American with Fragrance
Goldflame honeysuckle (Lonicera x heckrottii) is a hybrid of L. sempervirens and other species; its parentage is not known. It may be the best-looking of the climbing honeysuckles. Its red flowers change gradually to pink as they age and reveal yellow interiors. It blooms from spring into summer and continues sporadically into fall. The flowers are slightly fragrant, and the twining stems give the plant an exuberant air. Leaves remain green in winter down to 15 or 20 degrees F. Goldflame honeysuckle grows 10 to 20 feet.
Lonicera fragrantissima, winter honeysuckle, native to China, is not a vine but a shrub that can grow 6 to 10 in both height and spread. It blooms in late winter when everything else is dormant, opening small, white, lemon-scented flowers that don't look like much but give a little foretaste of spring in the cold winter air. The plant is densely twiggy and bushy; it can look like a hairy mess but makes a good screen. The flowering branches can be cut and brought indoors to scent rooms in winter.

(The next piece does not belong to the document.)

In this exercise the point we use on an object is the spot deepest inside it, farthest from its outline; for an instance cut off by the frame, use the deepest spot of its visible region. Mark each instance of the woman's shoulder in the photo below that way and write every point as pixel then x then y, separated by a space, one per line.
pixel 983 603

Lonicera periclymenum, or woodbine, is the European species more or less equivalent to the American L. sempervirens--a 10- to 20-foot vine that fulfills many of the same climbing functions in a garden. Woodbine is mentioned by Shakespeare in the phrase "where the woodbine twineth," but since he says it twineth around "the sweet honeysuckle," he obviously uses the name for a different vining plant. Woodbine honeysuckle has fragrant flowers that are yellowish-white with a purple tinge on the outside of the trumpet. Cultivated forms like Belgica have accentuated the purple coloring. Woodbine has red fruits in fall.